As you gear up for holiday travel, keep self care in mind.
“Anytime that there’s changes in your schedule for the holiday season, your own self-care can suffer,” says Christa Schmitz, a nurse practitioner and director of nurse education for Passport Health travel clinics. “Anytime that you start neglecting your own self-care, whether it’s with sleep, diet or exercise, then you’re potentially not your best self. And so you could become more susceptible” to illness.
Schmitz recommends sticking to the schedule you’re used to through the busyness of the season and even deliberately carving out more time for yourself. The better shape you’re in before you get on a plane, the better your chances are for avoiding a bug.
Flu season is at its peak over the holidays, so don’t get on the plane without being up-to-date on all of your essential vaccines.
“We’re right in the midst of flu season. When you’re traveling … with other people on planes who have coughs and flulike symptoms, you risk having an exposure,” Schmitz says.
Then there are the measles, which you absolutely do not want to get or spread.
“Right now, measles have been an issue both globally and nationally throughout the United States,” she says. “So it’s a good idea that people are up-to-date on their childhood vaccines, which would include the measles, mumps and rubella vaccine, along with the annual flu vaccine.”
Not up-to-date on immunizations? Traveling to another country? You may want to go to a travel clinic before your trip.

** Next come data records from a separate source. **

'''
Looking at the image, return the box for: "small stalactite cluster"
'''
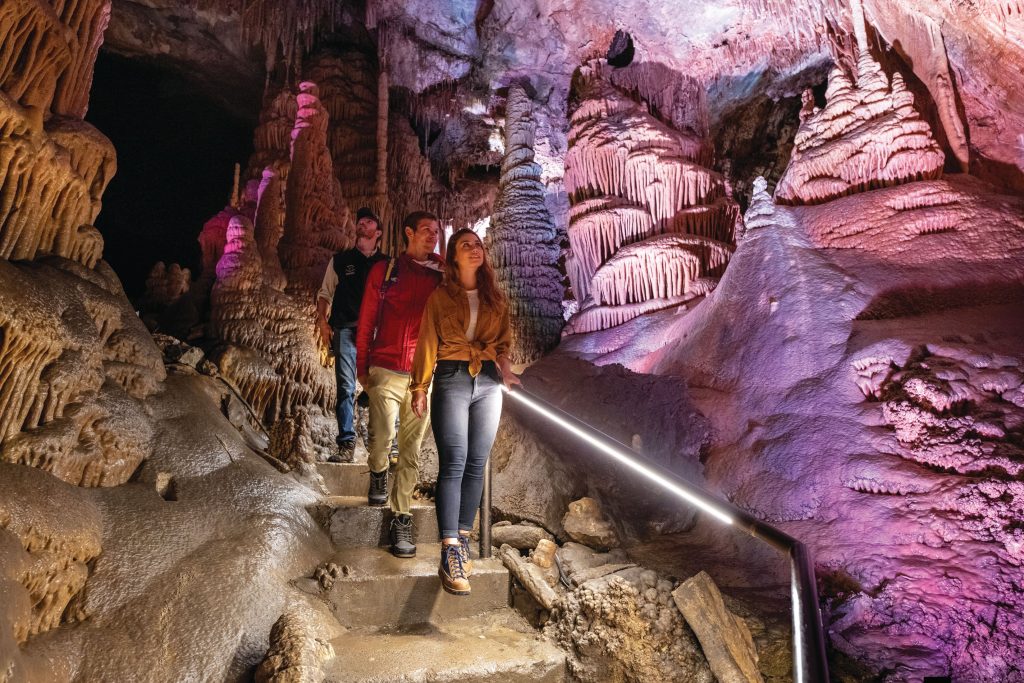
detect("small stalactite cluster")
[775,49,945,205]
[0,0,111,119]
[486,84,564,364]
[564,60,741,334]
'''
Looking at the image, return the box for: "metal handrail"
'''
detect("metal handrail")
[480,386,828,683]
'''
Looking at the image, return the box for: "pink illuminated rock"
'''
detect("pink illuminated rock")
[486,84,564,362]
[564,61,738,334]
[775,50,945,204]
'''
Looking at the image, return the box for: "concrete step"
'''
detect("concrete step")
[325,609,567,683]
[326,495,438,548]
[316,462,370,496]
[327,544,509,628]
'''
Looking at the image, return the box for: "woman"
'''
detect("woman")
[410,228,519,595]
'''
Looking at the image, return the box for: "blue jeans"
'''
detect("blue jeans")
[332,328,355,445]
[430,360,502,539]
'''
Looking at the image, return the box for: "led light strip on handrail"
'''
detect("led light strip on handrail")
[506,390,733,524]
[505,386,828,683]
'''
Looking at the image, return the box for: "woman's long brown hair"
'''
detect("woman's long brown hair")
[444,227,505,310]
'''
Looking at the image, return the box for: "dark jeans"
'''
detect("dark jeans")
[332,328,355,445]
[430,360,502,539]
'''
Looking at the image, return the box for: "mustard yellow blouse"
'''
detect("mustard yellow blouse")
[410,282,512,391]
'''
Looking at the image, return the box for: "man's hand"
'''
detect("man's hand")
[316,315,334,348]
[413,390,427,420]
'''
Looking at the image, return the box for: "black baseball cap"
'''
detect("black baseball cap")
[355,206,381,227]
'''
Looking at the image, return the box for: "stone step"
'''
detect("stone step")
[325,609,567,683]
[316,462,370,496]
[327,543,510,628]
[326,495,438,548]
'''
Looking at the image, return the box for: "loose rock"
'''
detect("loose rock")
[672,571,763,683]
[562,498,620,550]
[490,524,555,550]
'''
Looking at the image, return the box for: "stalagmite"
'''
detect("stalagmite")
[279,82,355,302]
[775,48,945,204]
[486,83,563,364]
[563,61,741,334]
[210,216,336,424]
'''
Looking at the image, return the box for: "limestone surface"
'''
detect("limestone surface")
[562,498,618,550]
[672,571,764,683]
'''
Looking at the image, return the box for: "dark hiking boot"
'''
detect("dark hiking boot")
[327,441,355,463]
[391,515,416,557]
[355,407,370,451]
[459,533,473,579]
[437,544,470,595]
[367,470,387,506]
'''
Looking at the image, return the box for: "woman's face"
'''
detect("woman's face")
[455,232,483,272]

“If you’re planning on traveling internationally, there may be country-specific or region-specific precautions to help you with in a travel clinic setting,” Suh says. “There, you can have a tailored discussion, according to your itinerary, about what specific things to look for and what specific vaccinations or medications may be recommended.”
Schmitz notes that certain illnesses are seasonal and perhaps not on the timeline you’re used to. Consulting with a travel health practitioner can prepare you better.
Suh says people are more dehydrated over the holidays. Couple that with an airplane’s dehydrating conditions, and you’re looking at a parched body. You don’t necessarily need to chug gallons of water, but you should be more mindful of your intake.
“I don’t think you should overdo it, because then that could be problematic,” Suh says. “I think that the problem is people fall behind in their hydration. They forget about it. So try to maintain normal or slightly above-normal levels of hydration.”
Instead of relying on the flight attendant’s beverage distribution schedule on the plane, pack a reusable water bottle and fill it up before you board to give yourself the control.
Sleeping enough isn’t only helpful for waking up in time for your flight or being in a better mood at the airport. Should your holiday travel plans include early call times, plan to get adequate sleep beforehand for your health, too. It may sound like common sense, but it becomes even more necessary when you’re hoping to ward off that cold everyone seems to have.
“Get adequate sleep. It’s so important to your overall health and immune system,” says Schmitz, the nurse practitioner.
Although celebrities may go viral for taking in-flight sanitation to the extreme, Suh says using antibacterial wipes and face masks offer only marginal benefits. She wouldn’t recommend wiping down common areas or your seat as a more potent solution than washing your hands. The same goes for wearing a face mask as a barrier against germs.
“You’re not getting the same levels of protection as simple hand-washing,” she says. “I don’t see much downside, except I can’t imagine it being very comfortable for the person who’s wearing the mask. But I’m unclear about how exactly how much benefit there would be.”
Traveling over the holidays can feel like a necessary evil, particularly when you’re surrounded by chaos, and that chaos seems to have a cold. Following these tips, however obvious some may seem, can help give peace of mind while battling deadlines, meal-planning, lost luggage, middle-seat misery, flight delays and in-law visits. Among it all, keep calm and wash your hands.